息継ぎするように。
夏の思い出として、多くの人は何を想い描くだろうか。
多くの人は、海やプールだろう。
しかし私にとっては、海やプールは苦い思い出しかない。
理由は、泳げないから。
学校のプールの時間ほど、苦な時間はなかった。
気づくと、すでに泳げなかった。
泳ぐ泳げない以前に、なぜか水の中に顔をいれると怖かった。
毎朝、顔は洗っているし、お風呂でも頭は洗っている。
いや、少し待てよ。
シャワーの量が思っていた以上に多いと、結構あっぷあっぷしていた。
美容院でシャンプーしてもらっている時も、
顔に水が少しでもかかると気持ちが沈んでいく。
水が怖いので、息継ぎができなかった。
しようとすると、息切れというか何だろう。
溺れているように、苦しくなった。
なぜ水が怖いかは、高校生になってわかった。
幼い頃に、お風呂で溺れたことがあるらしい。
そんな大きく深いお風呂ではなく、どちらかといえば狭いお風呂。
父親と一緒に入っていて、父親が頭を洗っている時に、
気づくと溺れていたらしい。
記憶は一切ないが、身体が心が覚えていたのだろう。
正直にいえば、小学生の頃に聞きたかった。
「なぜ」と悩むこともなかったし、
理由さえわかれば対処できたかもしれないから。
父親は笑い話のように披露したが、こっちは笑い話ではなかった。
高校生になってからだったので、
別に「もういいや、泳げなくても」と思ってしまった。
理由を聞かれても、
「お風呂で溺れたトラウマが・・・」と笑い話のように言えるから。
そういえば、こういう返し方はよくする。
厄年は引っ越ししない方がいい、などよく聞く。
「○○しない方がいい」を、厄年にした。
理由を聞かれても、
「いや、厄年に○○したからだね・・・」と言い訳できるから。
まぁ、軽い天の邪鬼の性格があるので、しょうがない。
それはさておき、成功者と呼ばれる人たちの成功体験などで、
深く探ることが大切とよく聞く。
でも潜るだけではダメで、息継ぎの仕方がより大切だと、
泳げない私は強くいいたい。
詳しくは、『深く潜っていく。
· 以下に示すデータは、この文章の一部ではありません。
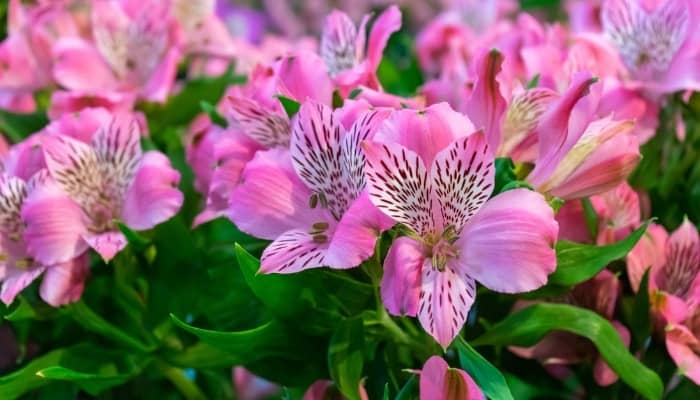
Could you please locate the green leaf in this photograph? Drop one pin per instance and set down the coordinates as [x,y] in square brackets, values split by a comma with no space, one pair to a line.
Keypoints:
[345,357]
[213,113]
[291,107]
[18,126]
[529,325]
[488,377]
[317,299]
[579,262]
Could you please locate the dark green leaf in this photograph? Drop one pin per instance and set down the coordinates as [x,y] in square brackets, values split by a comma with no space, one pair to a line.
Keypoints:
[18,126]
[316,299]
[345,357]
[579,262]
[529,325]
[213,113]
[291,107]
[488,377]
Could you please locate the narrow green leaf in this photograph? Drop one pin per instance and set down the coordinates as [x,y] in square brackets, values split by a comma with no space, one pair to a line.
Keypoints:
[579,262]
[291,107]
[529,325]
[213,113]
[18,126]
[345,357]
[317,300]
[488,377]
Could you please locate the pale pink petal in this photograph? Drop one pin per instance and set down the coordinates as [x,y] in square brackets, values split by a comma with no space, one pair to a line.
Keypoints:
[401,282]
[271,199]
[486,106]
[444,301]
[507,245]
[398,185]
[425,132]
[16,280]
[462,178]
[386,24]
[649,252]
[79,66]
[602,373]
[54,225]
[63,283]
[683,347]
[356,235]
[293,251]
[153,196]
[106,244]
[269,127]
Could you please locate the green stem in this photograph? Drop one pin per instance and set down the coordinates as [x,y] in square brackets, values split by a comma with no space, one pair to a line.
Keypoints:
[187,387]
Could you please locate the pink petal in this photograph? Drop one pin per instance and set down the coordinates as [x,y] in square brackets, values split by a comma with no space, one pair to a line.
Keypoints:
[398,185]
[507,245]
[462,178]
[356,235]
[79,66]
[16,280]
[64,283]
[153,196]
[54,225]
[602,373]
[401,283]
[270,128]
[444,301]
[387,23]
[427,131]
[292,252]
[649,252]
[681,345]
[106,244]
[486,107]
[271,199]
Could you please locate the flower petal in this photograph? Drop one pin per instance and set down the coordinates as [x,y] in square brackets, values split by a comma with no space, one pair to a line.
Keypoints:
[486,106]
[63,283]
[153,196]
[398,185]
[401,282]
[462,178]
[507,245]
[444,301]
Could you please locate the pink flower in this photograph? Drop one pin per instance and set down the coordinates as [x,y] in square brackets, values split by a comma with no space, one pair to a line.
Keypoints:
[93,183]
[657,41]
[63,281]
[250,387]
[581,155]
[343,47]
[310,200]
[440,382]
[456,236]
[560,349]
[133,51]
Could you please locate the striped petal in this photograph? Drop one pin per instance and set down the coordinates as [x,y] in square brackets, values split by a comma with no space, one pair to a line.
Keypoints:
[444,301]
[398,185]
[463,178]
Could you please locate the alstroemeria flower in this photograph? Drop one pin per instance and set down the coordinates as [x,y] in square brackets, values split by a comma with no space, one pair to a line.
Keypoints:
[63,281]
[133,51]
[311,202]
[343,47]
[674,278]
[440,382]
[559,349]
[656,40]
[96,182]
[456,237]
[581,155]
』の中で。
息継ぎについては、人一倍気にする。
私は文章を書くとき、息継ぎできるぐらいの文にしようと思っている。
理由の一つは、
読んでいて苦しくなる本は、一つの段落が10行以上ある本。
息継ぎせずに読むと、結構疲れる。
だからだろうか、向田邦子さんの文章が好きなのは。
息継ぎできる文量(行)で、話が展開していき、心地いい。
もう一つの理由は、リズム(律動)を大切にしているから。
一つ目の理由と同じかもしれない。
息継ぎがうまくいくと、リズムが伴い、スイスイと泳ぐように読める。
泳ぐようにと書いているが、私は泳げないけれど。
何事もリズムは大切。
この数年は特に、暮らしのリズムを、息継ぎを大切にしている。
今は、できれば21時には寝て、朝は4時に起きている。
仕事のある日も、週末も、同じリズムで、息をするように暮らしている。
だから、波が少ないし、疲れなくなった。
少ししんどいなと思ったら、リズムの中に潜るようにする。
最近、いろいろなニュースを読むと、息継ぎしていないように思える。
その苦しさが、悪い方向に向かっている。
だから、言いたい。
息継ぎしましょうと。
吸って、吐いて。
吸って、吐いて。
そうすると、心が落ち着き、自分を取り戻せるから。